The fluorescent lights buzzed quietly overhead, the only real sound in the cluttered chaos of Dr. Jack Bright's office.
A stack of half-finished paperwork slouched on his desk, papers scattered like leaves in a storm.
A half-empty cup of cold coffee sat precariously on top of a file marked "KETER RECLASSIFICATION – PENDING."
Empty candy wrappers littered the corners, and pinned to one corkboard was a fading cartoon drawing of Jack riding a velociraptor into battle, with "BEST ETHICS COMMITTEE MEMBER" scrawled underneath.
Bright, currently inhabiting the body of a fit young man in a wrinkled lab coat, lounged in his chair, feet propped up on the desk.
He tossed a rubber ball into the air with one hand and caught it lazily.
Every few seconds, the ball would glow faintly, reacting to the unstable aura that clung to the artifact around his neck, SCP-963.
He wasn't doing paperwork, naturally. He wasn't even pretending to.
Instead, he was trying to beat his personal record for catching the ball with only two fingers.
Thirty-four... Thirty-five...
The ball hit the ceiling, bounced off a sagging fluorescent panel, and smacked him right in the forehead.
Bright grunted and caught the ball reflexively, spinning it around in his palm. "Yeah. That's about right," he muttered.
His phone rang.
He stared at it for a second, suspicious. Nobody called his office unless it was bad news.
Usually they just sent an email marked "URGENT" that he deleted without reading.
The caller ID simply said: [UNLISTED - PRIORITY ONE]
Bright sighed. "Here we go."
He thumbed the answer button and leaned back until his chair creaked under the strain.
"Bright here. Currently busy winning the Nobel Prize for 'Most Creative Ways to Waste Foundation Resources.' Who's this?"
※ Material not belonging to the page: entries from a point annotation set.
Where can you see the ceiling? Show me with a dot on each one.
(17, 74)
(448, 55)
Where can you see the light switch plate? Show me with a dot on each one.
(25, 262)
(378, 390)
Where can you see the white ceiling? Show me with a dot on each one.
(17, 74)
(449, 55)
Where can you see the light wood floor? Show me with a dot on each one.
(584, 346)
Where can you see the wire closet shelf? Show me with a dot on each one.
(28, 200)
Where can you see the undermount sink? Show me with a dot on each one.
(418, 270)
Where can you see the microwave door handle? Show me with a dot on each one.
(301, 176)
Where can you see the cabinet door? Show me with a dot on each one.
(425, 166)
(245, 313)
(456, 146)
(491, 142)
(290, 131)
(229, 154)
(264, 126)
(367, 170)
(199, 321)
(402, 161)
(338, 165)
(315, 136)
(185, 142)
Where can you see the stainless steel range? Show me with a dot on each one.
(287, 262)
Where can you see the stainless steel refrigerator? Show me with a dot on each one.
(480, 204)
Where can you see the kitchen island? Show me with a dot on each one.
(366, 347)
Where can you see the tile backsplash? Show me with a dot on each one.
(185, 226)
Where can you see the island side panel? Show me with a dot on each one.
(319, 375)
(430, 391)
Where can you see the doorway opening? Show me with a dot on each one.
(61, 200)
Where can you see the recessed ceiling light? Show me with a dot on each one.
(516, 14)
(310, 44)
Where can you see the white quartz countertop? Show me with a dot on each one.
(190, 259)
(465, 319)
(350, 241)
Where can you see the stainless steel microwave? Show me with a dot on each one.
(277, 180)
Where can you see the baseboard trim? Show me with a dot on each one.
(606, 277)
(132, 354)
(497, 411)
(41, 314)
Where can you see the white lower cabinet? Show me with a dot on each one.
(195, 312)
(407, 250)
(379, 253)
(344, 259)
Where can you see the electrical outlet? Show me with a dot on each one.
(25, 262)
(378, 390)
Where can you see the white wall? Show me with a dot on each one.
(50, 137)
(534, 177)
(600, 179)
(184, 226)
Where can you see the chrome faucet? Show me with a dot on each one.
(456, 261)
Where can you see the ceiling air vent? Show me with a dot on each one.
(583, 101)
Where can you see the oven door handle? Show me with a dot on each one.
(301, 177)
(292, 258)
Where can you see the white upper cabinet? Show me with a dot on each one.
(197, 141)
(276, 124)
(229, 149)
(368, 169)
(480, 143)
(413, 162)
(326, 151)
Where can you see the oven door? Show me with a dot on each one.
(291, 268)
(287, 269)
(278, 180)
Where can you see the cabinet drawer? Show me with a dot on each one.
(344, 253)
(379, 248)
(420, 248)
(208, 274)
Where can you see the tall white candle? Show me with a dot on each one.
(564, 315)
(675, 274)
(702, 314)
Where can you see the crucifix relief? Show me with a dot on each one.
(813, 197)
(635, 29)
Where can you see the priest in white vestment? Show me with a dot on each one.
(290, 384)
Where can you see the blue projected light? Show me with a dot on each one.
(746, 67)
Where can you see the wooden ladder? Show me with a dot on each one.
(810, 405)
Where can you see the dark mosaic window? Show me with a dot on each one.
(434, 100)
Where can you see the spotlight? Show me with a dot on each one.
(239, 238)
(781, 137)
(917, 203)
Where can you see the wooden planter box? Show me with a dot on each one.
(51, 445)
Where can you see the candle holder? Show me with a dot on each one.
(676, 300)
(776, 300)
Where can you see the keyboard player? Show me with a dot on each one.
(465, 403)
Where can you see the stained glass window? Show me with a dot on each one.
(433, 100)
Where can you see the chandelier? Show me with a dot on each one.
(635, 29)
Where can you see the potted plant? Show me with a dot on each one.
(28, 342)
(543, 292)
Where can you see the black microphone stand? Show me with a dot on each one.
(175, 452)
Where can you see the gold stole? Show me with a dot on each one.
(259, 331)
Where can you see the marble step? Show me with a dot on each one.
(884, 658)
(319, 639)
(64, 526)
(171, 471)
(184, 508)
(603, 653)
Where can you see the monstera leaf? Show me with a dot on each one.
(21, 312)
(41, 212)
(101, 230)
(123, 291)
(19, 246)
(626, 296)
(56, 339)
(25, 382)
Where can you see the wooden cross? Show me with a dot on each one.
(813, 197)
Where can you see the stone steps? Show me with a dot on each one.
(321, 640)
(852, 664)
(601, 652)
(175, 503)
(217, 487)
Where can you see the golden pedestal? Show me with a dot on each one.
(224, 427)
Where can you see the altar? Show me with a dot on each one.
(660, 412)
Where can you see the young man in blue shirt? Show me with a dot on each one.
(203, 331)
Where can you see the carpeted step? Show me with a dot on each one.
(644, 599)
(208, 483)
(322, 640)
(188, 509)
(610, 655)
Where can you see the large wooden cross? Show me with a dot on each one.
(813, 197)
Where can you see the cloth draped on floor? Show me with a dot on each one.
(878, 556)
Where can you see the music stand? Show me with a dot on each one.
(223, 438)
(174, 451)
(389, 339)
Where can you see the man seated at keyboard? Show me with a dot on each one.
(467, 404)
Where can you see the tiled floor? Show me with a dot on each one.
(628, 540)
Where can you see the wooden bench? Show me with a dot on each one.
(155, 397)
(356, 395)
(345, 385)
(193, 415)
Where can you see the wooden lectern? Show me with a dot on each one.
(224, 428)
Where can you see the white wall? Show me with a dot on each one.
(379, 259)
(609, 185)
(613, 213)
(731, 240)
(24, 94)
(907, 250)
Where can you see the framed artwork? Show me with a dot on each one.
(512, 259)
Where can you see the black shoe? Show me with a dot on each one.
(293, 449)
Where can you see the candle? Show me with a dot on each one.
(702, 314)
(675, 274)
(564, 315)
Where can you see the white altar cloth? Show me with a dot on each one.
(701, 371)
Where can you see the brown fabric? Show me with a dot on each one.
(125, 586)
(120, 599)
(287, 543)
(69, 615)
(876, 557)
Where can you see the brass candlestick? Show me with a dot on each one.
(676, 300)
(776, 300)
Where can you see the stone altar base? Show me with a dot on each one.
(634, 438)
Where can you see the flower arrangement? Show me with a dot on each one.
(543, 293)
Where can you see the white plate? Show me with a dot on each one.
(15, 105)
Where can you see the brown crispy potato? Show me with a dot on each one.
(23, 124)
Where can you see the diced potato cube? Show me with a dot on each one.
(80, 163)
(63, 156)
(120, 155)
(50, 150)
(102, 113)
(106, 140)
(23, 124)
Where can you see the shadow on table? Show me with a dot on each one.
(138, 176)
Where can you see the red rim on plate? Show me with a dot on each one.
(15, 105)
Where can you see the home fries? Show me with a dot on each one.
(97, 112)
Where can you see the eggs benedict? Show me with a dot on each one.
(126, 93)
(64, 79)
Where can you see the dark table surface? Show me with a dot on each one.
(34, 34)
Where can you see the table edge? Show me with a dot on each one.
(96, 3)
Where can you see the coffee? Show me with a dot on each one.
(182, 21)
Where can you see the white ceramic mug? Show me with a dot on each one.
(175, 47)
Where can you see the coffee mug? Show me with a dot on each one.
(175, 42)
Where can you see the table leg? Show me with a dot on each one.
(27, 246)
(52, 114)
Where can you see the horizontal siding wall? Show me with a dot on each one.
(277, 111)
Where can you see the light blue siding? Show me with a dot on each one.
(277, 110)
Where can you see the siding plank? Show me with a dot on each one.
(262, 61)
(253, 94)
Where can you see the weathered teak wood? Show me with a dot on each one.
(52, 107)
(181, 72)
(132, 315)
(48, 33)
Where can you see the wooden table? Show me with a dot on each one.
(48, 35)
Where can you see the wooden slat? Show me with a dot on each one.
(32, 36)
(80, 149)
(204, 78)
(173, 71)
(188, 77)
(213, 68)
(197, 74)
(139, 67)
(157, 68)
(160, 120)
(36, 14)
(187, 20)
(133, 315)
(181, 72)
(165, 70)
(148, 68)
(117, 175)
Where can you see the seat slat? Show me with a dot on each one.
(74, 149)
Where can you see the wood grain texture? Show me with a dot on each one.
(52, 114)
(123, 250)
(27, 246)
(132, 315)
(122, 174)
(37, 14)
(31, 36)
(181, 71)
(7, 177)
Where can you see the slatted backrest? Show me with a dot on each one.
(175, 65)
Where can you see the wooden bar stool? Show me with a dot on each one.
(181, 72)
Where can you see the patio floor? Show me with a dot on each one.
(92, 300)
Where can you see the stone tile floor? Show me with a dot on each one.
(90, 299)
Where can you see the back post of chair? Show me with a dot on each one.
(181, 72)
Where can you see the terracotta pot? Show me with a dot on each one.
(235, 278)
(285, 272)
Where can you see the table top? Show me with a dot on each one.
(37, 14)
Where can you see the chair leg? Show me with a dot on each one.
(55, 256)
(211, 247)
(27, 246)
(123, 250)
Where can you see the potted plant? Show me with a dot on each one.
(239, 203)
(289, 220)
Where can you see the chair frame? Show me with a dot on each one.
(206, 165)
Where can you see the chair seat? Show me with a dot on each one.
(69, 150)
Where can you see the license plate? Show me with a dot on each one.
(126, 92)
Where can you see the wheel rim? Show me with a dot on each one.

For a second, there was only silence on the other end.
Then a calm, measured voice spoke, one that Bright recognized immediately.
O5-1.
"Dr. Bright. New orders."
Bright immediately sat up, his grin evaporating.
Even he wasn't dumb enough to joke around when that voice called.
"A second portal has stabilized. This one... leads somewhere different. A world we have no prior data on. Chaotic. Violent. Highly organized in crime and anomaly trade."
Bright leaned forward, all pretense of laziness gone. His fingers drummed against the desk unconsciously.
"What's my role?"
"Lead exploratory force. Initial breach team. You will be selecting your own squad. Agent Kay is still in the first Gate, mission transfer will happen latter, we want you to collect information first."
Bright blinked. "Wait, you're letting me pick my team? You sure you're feeling okay?"
There was no humor on the other side. Only precise instruction.
"You have twenty-four hours to assemble your unit and cross the threshold. This is not a request."
Click. The line went dead.
Bright stared at the receiver for a long moment, then slowly set it down.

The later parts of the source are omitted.